La respuesta corta
Un acuario sano tiene agua estable y clara; peces activos que comen bien; y 0 de amoniaco, 0 de nitritos con nitrato bajo. Si las tres cosas cuadran, tu acuario está en buena forma. La mejor costumbre es observar a los peces a diario y analizar el agua con regularidad: la mayoría de los problemas se anuncian pronto si sabes qué buscar.
Observa a los peces
Tus peces son el mejor indicador de la salud del acuario. Los peces sanos nadan a la vista, muestran todo su color y vienen a comer con ganas a la hora de la comida. Las señales de alerta son lo contrario: esconderse, aletas pegadas, color apagado, boquear en la superficie, rascarse contra la decoración o rechazar la comida.
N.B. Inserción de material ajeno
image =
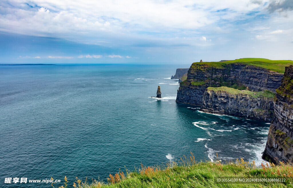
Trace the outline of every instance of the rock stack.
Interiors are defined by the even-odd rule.
[[[158,90],[157,90],[157,98],[161,98],[162,97],[161,96],[161,94],[162,93],[161,93],[161,88],[160,88],[160,86],[158,86]]]

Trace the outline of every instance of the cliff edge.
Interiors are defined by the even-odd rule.
[[[274,99],[275,116],[262,157],[270,162],[293,161],[293,66],[286,67]]]
[[[204,93],[208,87],[226,86],[240,90],[248,87],[250,90],[275,92],[283,75],[246,62],[194,63],[186,80],[180,83],[176,101],[201,105]]]
[[[173,76],[172,75],[171,77],[171,79],[179,79],[179,80],[178,83],[180,83],[182,82],[182,78],[185,74],[187,73],[189,68],[177,68],[176,69],[176,73],[175,73],[175,75]],[[187,75],[186,75],[187,76]],[[185,79],[185,80],[186,79]]]
[[[200,111],[245,119],[271,122],[275,94],[268,90],[253,92],[227,87],[208,87]]]

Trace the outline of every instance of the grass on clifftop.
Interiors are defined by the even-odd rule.
[[[217,177],[246,177],[251,178],[276,178],[286,177],[285,182],[280,184],[272,183],[254,184],[220,184],[215,181]],[[83,182],[76,177],[74,182],[66,178],[65,185],[61,187],[80,188],[155,188],[157,187],[293,187],[293,166],[280,162],[262,164],[258,167],[254,161],[245,162],[242,159],[234,161],[223,162],[217,159],[214,162],[196,161],[193,155],[190,159],[186,157],[177,162],[169,163],[163,166],[146,167],[141,165],[135,171],[126,169],[125,173],[120,171],[110,174],[108,183],[97,182]],[[72,185],[73,187],[69,186]],[[290,185],[291,184],[291,185]],[[52,185],[54,186],[54,185]]]
[[[270,91],[264,90],[257,92],[253,92],[248,90],[239,90],[231,87],[225,86],[213,87],[209,87],[207,88],[209,90],[211,90],[215,92],[218,91],[225,91],[231,94],[244,94],[248,95],[251,97],[255,98],[263,97],[266,98],[273,98],[276,94]]]
[[[285,67],[293,65],[293,61],[290,60],[271,60],[262,58],[243,58],[235,60],[221,62],[197,62],[195,64],[206,64],[218,68],[223,68],[227,64],[233,63],[240,63],[248,65],[254,65],[284,74]],[[191,66],[193,67],[193,66]],[[194,66],[193,66],[194,67]]]

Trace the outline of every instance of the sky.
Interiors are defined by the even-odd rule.
[[[1,0],[0,64],[293,60],[293,0]]]

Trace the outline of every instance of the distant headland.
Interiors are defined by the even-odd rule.
[[[0,64],[0,65],[58,65],[54,64]]]

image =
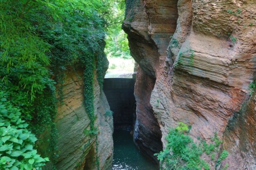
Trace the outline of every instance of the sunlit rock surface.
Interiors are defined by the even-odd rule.
[[[164,147],[168,128],[182,121],[192,125],[195,139],[217,133],[230,153],[228,170],[256,169],[254,97],[247,102],[256,67],[255,16],[254,0],[127,0],[123,28],[140,68],[135,91],[139,143],[154,136],[156,129],[145,127],[154,118]]]
[[[106,116],[109,107],[103,91],[94,78],[94,108],[98,137],[91,138],[84,130],[89,128],[90,119],[84,105],[83,80],[81,68],[67,70],[63,84],[64,104],[59,104],[55,120],[60,137],[57,139],[58,170],[97,170],[99,156],[100,170],[111,170],[113,158],[113,119]],[[98,153],[96,154],[96,140]]]

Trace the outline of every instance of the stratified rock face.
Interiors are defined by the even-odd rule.
[[[83,71],[81,68],[68,70],[63,84],[63,102],[59,105],[56,124],[60,137],[58,139],[56,164],[58,170],[97,170],[96,140],[100,170],[110,170],[112,167],[113,143],[113,119],[106,116],[109,109],[103,91],[97,80],[96,72],[94,84],[95,114],[97,119],[95,126],[98,127],[97,138],[91,138],[84,130],[89,128],[90,119],[84,105]]]
[[[138,68],[134,89],[137,107],[133,139],[141,153],[157,163],[156,158],[153,156],[162,149],[162,135],[149,103],[155,82],[155,79]]]
[[[249,84],[254,78],[256,1],[127,3],[123,29],[128,34],[131,54],[147,76],[156,78],[154,86],[150,85],[154,87],[152,91],[144,91],[136,100],[151,94],[150,104],[163,144],[168,128],[180,121],[192,126],[190,134],[195,138],[208,140],[215,132],[222,137],[225,132],[223,147],[230,151],[228,169],[256,169],[256,112],[250,109],[251,105],[248,109],[251,113],[244,114],[247,123],[237,121],[239,129],[247,126],[247,133],[225,129],[246,100]],[[135,89],[148,86],[143,80],[136,81]],[[137,117],[140,109],[137,107]],[[247,123],[249,126],[245,125]],[[143,131],[140,133],[145,135]],[[249,144],[242,144],[247,141]],[[232,152],[235,150],[237,151]],[[237,156],[241,159],[237,160]]]

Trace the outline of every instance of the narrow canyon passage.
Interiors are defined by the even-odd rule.
[[[142,155],[133,142],[136,119],[135,83],[135,79],[132,78],[107,78],[104,81],[104,92],[113,112],[112,170],[156,170],[157,166]]]

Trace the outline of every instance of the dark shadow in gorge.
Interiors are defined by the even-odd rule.
[[[145,112],[144,114],[145,116],[143,117],[141,116],[141,114],[140,114],[140,119],[137,120],[137,119],[136,103],[134,95],[135,83],[135,79],[133,79],[109,78],[105,79],[104,81],[103,90],[110,109],[114,112],[113,169],[119,169],[119,166],[123,165],[126,166],[128,170],[140,170],[142,169],[140,168],[143,166],[149,167],[148,168],[149,170],[156,170],[158,163],[155,163],[158,162],[155,160],[152,161],[152,158],[154,153],[159,152],[162,149],[161,142],[161,134],[160,128],[157,128],[159,130],[157,131],[158,134],[156,134],[155,126],[148,127],[146,138],[145,136],[141,136],[142,133],[138,133],[138,130],[145,130],[143,128],[141,128],[140,126],[135,126],[135,122],[141,121],[141,119],[148,122],[151,122],[152,119],[154,119],[153,120],[153,122],[156,124],[157,123],[152,112],[148,115],[147,114],[148,113]],[[147,90],[147,88],[145,88]],[[142,90],[142,92],[143,95],[145,91]],[[146,98],[148,98],[147,94],[144,95]],[[137,105],[138,105],[137,103]],[[139,105],[139,107],[140,106]],[[152,112],[152,107],[149,106]],[[149,119],[147,120],[147,119]],[[152,125],[151,123],[148,124],[149,126]],[[134,130],[134,128],[135,130]],[[147,141],[141,140],[140,137],[142,137],[143,140]],[[156,141],[156,137],[157,139]],[[144,146],[145,143],[149,144]],[[144,147],[141,147],[141,145],[143,145]],[[135,146],[140,149],[140,151]],[[149,148],[147,147],[148,146],[149,146]],[[143,149],[141,149],[142,148]],[[142,156],[140,152],[147,156],[148,159]],[[150,156],[148,156],[149,154]],[[122,159],[121,158],[123,158]]]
Un comportamiento puntual no es una crisis, pero varias señales juntas significan que algo hay que revisar. Mira cómo saber si un pez está enfermo y cómo reducir el estrés.
Analiza el agua
El agua puede verse perfecta y aun así estar mal, así que analizar es lo que convierte una suposición en un hecho. Un acuario sano marca 0 de amoniaco, 0 de nitritos, y nitrato mantenido bajo con cambios de agua regulares. Amoniaco o nitrito por encima de cero significa que el acuario no está del todo ciclado o está sobrecargado, y ambas cosas estresan a los peces rápidamente. Un kit de análisis líquido te da los números reales, y nuestro centro de análisis de agua explica qué significa cada uno.
Mira el conjunto
Más allá de los peces y la química, un acuario sano funciona en silencio y de forma constante: el agua está clara (ni turbia ni verde), no hay mal olor, el filtro fluye de forma estable, y la temperatura se mantiene sin oscilar. La turbidez, un mal olor o un brote repentino de algas son señales para revisar tu mantenimiento. Ceñirte a un calendario de mantenimiento sencillo —cambios de agua semanales y algún cuidado ocasional del filtro— es lo que mantiene las tres casillas marcadas a largo plazo.